Written by Alex Shen | Sep 13, 2023

Seven months after the Fed started its aggressive tightening, the yield curve inverted in October 2022. Over the last five decades, every inversion was succeeded by a recession with the lag varying from 6 months (1973) to 23 months (2006).

An earlier inversion in 1966, however, did not lead to an immediate economic downturn. A recession only occurred 41 months later, following subsequent inversions in 1969.


Will the latest yield curve inversion prove to be another false alarm like 1966? There are certainly similarities in the broad macroeconomic conditions. After both inversions, the labor market exhibited remarkable resilience and strength.


If the GDPNow estimate of 5.6% for Q3's real GDP growth turns out to be correct, the output is on track to follow 1966's trajectory suppressing all other cycles.


Buoyed by the robust economic backdrop, investors are optimistic. Stocks surged by nearly 20% in the first year following both inversions.


But there is a critical difference. In 1966, the Fed was not on a mission to combat inflation. Interest rates were swiftly cut two months after the 1966 inversion. Monetary policy remained moderately accommodative throughout the late 1960s, which likely contributed to averting a recession.


The soft landing, however, came at a cost. Core PCE inflation was 2.6% at the time of the 1966 inversion and steadily rose to 4.8% in 1969. During the 1980 cycle and in the aftermath of more than a decade's loose (1966), ultra-loose (1973) and inconsistent (1978) monetary policy, the Fed had to hold rates at an unprecedented level of ~5% above the Taylor Rule for two years to bring inflation from 9.8% down to 3.7%.


Lessons from the Great Inflation of the 1970s are learned. As soon as the Fed was convinced that inflation was not transitory, it took the federal funds rate from 11.5% below the Taylor Rule in April 2022 to close to parity within one year, and made clear its intention to hold rates high for longer.

All predictive components in the most powerful leading indicator have now flipped. The 10-year and 2-year spread inverted in July 2022. The 10-year and 3-month spread inverted in October 2022. The near term forward spread (NTFS) inverted in November 2022. The real rate gap, a dominant factor in NTFS, turned positive in 2023 Q1 for the first time since 2019 and is expected to suppress its 1999 high in 2023 Q4.

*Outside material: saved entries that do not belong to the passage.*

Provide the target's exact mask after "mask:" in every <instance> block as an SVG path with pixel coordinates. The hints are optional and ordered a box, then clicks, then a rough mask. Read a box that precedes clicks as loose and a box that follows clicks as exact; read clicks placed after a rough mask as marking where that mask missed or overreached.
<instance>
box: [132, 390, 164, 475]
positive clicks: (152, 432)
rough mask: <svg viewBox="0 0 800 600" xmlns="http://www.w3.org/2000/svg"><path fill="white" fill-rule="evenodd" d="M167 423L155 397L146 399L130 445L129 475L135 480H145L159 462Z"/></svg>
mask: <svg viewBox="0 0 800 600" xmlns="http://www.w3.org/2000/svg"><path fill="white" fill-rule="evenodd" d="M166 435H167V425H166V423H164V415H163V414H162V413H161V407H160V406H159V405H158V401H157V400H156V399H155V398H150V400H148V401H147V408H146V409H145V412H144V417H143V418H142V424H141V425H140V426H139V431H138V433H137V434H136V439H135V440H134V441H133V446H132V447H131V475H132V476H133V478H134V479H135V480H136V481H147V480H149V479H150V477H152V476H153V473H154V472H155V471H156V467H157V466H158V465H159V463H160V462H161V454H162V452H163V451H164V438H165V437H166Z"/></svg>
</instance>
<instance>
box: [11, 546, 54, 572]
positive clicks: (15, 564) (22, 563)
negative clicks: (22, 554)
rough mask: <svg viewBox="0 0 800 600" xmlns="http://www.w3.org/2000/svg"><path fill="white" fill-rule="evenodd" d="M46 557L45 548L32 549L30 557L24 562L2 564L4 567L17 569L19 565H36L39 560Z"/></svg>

If the Fed is able to achieve its 2% inflation goal and simultaneously pull a soft landing, it marks the first time in history it successfully striking the delicate balance between being not restrictive enough and being too restrictive. It's possible that the majority of the Fed's tightening effect in this cycle has already happened and is sufficient to bring inflation down. Given the current magnitudes of conventional yield spread measures, investors should be more fearful of a hawkish Fed.